23rd Street Café, University Park
Individual food reviews:
Going into this I knew it was going to be indulgent, and indulgent it was. Two crispy fried vegetable samosas (filled mostly with potatoes) wedged between wheat bread, laced with mint and tamarind chutneys. Though it definitely wouldn’t qualify as particularly healthy (the wheat toast seems like a half-hearted attempt), this sandwich was definitely packed with flavor, texture, and fried tasty goodness. As a splurge, it was well worth the probably hefty amount of calories. I mean, how often can you find a sandwich stuffed with samosas??

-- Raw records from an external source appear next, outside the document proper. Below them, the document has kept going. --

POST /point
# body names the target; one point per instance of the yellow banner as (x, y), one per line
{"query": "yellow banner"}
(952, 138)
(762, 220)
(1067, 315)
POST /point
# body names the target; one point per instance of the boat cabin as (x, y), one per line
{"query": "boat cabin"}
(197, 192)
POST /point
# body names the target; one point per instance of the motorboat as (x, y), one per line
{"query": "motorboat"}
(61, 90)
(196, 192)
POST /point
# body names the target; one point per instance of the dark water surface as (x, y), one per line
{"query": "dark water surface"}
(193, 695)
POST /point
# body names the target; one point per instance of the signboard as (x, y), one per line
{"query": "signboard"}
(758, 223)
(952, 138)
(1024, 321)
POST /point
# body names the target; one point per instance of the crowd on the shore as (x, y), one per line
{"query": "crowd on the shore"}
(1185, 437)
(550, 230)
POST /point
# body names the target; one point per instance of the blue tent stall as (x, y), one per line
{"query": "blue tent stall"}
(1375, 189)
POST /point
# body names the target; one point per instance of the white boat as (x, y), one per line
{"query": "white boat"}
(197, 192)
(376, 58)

Health: 1.5 out of 5 (if the bread was fried too it would be a 1; comes with lettuce, tomatoes, and whole wheat bread…but the fried samosas and starchiness are going to weigh you down)
Taste: 4 out of 5 (interesting, satisfying, a bit spicy)
Aloo Gobi Burrito
I was really excited at the prospect of this burrito. One of my favorite dishes when I visited India was aloo gobi (a spiced cauliflower and potato dish), so putting it in a burrito sounded pretty epic. Unfortunately, it didn’t live up to expectations. The aloo gobi just tasted like an insanely salty mush, and the rest of the burrito filling was mostly rice with some pinto beans mixed in. The burrito itself was definitely not the health-food variety of wrap, and probably contained a lot of fat as well as refined white flour. So basically, this is just a classic bean and rice burrito with a bit of salty veggies stuffed in. The other vegan fusion burrito on the menu is the Chole burrito, a mix of spinach, chickpeas, and burrito filling, which I would consider trying to compare.
Health: 1 out of 5 (oily, salty, starchy, with little to redeem itself except the bit of protein from pinto beans and slight bit of vegetables)
Taste: 1.5 out of 5 (I know its harsh, and other people might not be so picky, but a fusion burrito has to have a nice balance of flavors, and this just tasted like a salty bean and rice burrito. Fusion fail!)